Hoffman and his fellow black soldiers came to sympathize with the suffering of the Filipinos.

“He had made up his mind that he could no longer conduct himself as an instrument of white racism or American imperialism; he just didn’t want to do it anymore,” Hoffman says.

“And, having come to that conclusion, he stole four pistols and a horse and he rode off and he joined the Philippine Liberation Army under Aguinaldo, the president of the Philippines.”

Author and historian Vicente Rafael, in an article written for the website Black Past, delves into Fagen’s exploits while fighting as a Filipino revolutionary:

“On Nov. 17, 1899, Fagen defected to the Filipino army. Winning the trust of the Filipinos he took sanctuary in the guerilla-controlled areas around Mount Arayat in Pampanga province.

“Fagen served enthusiastically for the next two years in the Filipino cause. His bravery and audacity were much praised by his Filipino comrades. Fagen was promoted from first lieutenant to captain by his commanding officer, General Jose Alejandrino on Sept. 6, 1900. Such was his popularity that Filipino soldiers often referred to him as ‘General Fagen.’ His exploits earned him front page coverage in The New York Times which described him as a ‘cunning and highly skilled guerilla officer who harassed and evaded large conventional American units.'

“Clashing at least eight times with American troops from Aug. 30, 1900 to Jan. 17, 1901, Fagen’s most famous action was the daring capture of a steam launch on the Pampanga River. Along with his men, he seized its cargo of guns and swiftly disappeared into the forests before the American cavalry could arrive. White officers were frustrated at their inability to capture Fagen whose exploits by now had begun to take on legendary proportions both among the Filipinos and in the U.S. press. Fagen’s success also triggered the fear of black defections (of which there were actually only twenty).

“By 1901, American forces captured key Filipino leaders including Alejandrino and by March, Aguinaldo himself. Filipino leaders tried to secure amnesty for Fagen, but the Americans refused, insisting that he would be court-martialed and most likely executed. Hearing of this, Fagen, by now married to a Filipina, refused to surrender and sought refuge in the mountains of Nueva Ecija in Central Luzon. Branded a ‘bandit,’ Fagen became the object of a relentless manhunt, with a $600 reward for his capture, ‘dead or alive.’ Posters of him in Tagalog and Spanish appeared in every Nueva Ecija town, but he continued to elude capture.

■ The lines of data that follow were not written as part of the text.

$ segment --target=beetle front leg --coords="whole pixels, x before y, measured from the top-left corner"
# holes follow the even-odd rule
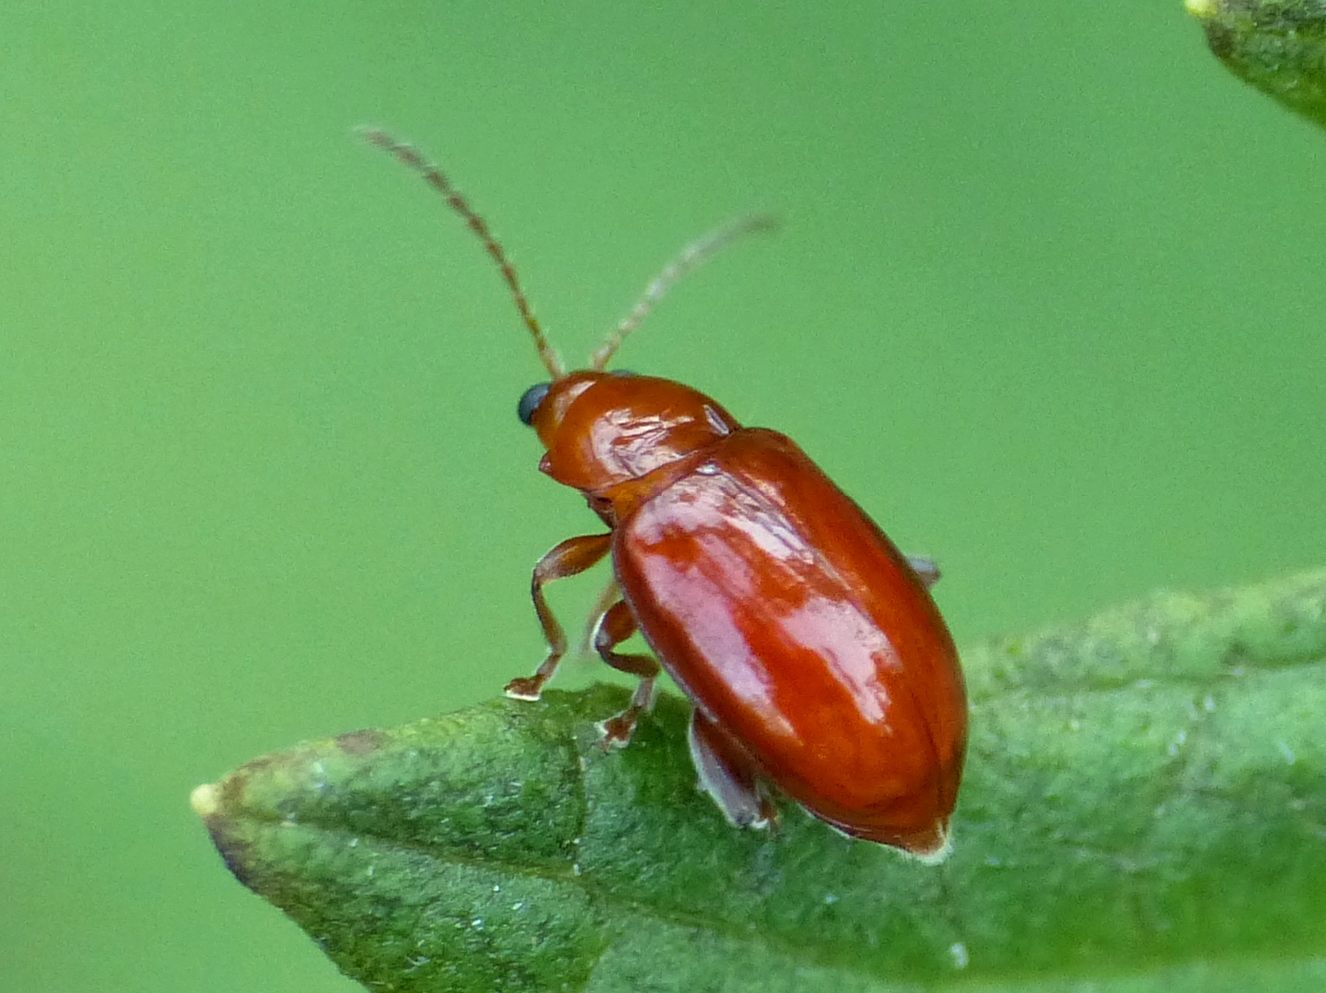
[[[506,695],[516,700],[537,700],[543,692],[543,684],[557,671],[557,663],[566,654],[566,632],[557,622],[543,596],[543,587],[554,579],[564,579],[584,572],[608,554],[612,546],[611,534],[585,534],[576,538],[567,538],[555,545],[534,567],[534,576],[530,580],[530,598],[534,601],[534,612],[539,616],[543,627],[543,637],[548,642],[548,655],[532,676],[513,679],[506,684]]]
[[[649,655],[625,655],[613,651],[635,633],[635,617],[625,600],[618,600],[603,612],[598,629],[594,632],[594,649],[599,658],[618,672],[639,676],[640,682],[631,694],[631,702],[615,717],[599,725],[605,748],[621,748],[631,740],[635,722],[640,715],[654,706],[654,684],[658,679],[658,661]]]

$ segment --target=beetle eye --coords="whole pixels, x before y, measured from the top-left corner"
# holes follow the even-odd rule
[[[632,372],[630,369],[613,369],[608,375],[620,376],[622,379],[629,379],[632,376],[638,376],[639,373]]]
[[[539,409],[539,404],[543,403],[543,398],[551,388],[552,383],[535,383],[520,395],[516,416],[520,418],[521,424],[529,424],[534,420],[534,412]]]

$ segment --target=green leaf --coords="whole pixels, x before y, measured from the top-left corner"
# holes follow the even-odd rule
[[[1230,72],[1326,126],[1326,0],[1186,0]]]
[[[1326,571],[965,653],[938,867],[795,809],[738,831],[686,707],[496,701],[258,759],[194,804],[236,877],[370,989],[1326,989]]]

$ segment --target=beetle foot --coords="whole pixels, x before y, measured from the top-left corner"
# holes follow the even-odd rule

“On Dec. 5, 1901, Anastacio Bartolome, a Tagalog hunter, delivered to American authorities the severed head of a ‘negro’ he claimed to be Fagen. While traveling with his hunting party, Bartolome reported that he had spied upon Fagen and his wife accompanied by a group of indigenous people called Aetas bathing in a river. Recognizing him from the wanted posters, the hunters attacked the group and allegedly killed and beheaded Fagen, then buried his body near the river. But this story has never been confirmed and there is no record of Bartolome receiving a reward.  Official army records of the incident refer to it as the ‘supposed killing of David Fagen,’ and several months later, Philippine Constabulary reports still made references to occasional sightings of Fagen.

“To this day, it remain unclear what exactly became of David Fagen. His life after the war continued to be as mysterious as his existence before it. But his actions, largely forgotten in the United States, continue to be remembered in the Philippines as that of an African American man who heroically cast his lot with the Filipino revolutionaries to resist the injustice of American imperial designs.”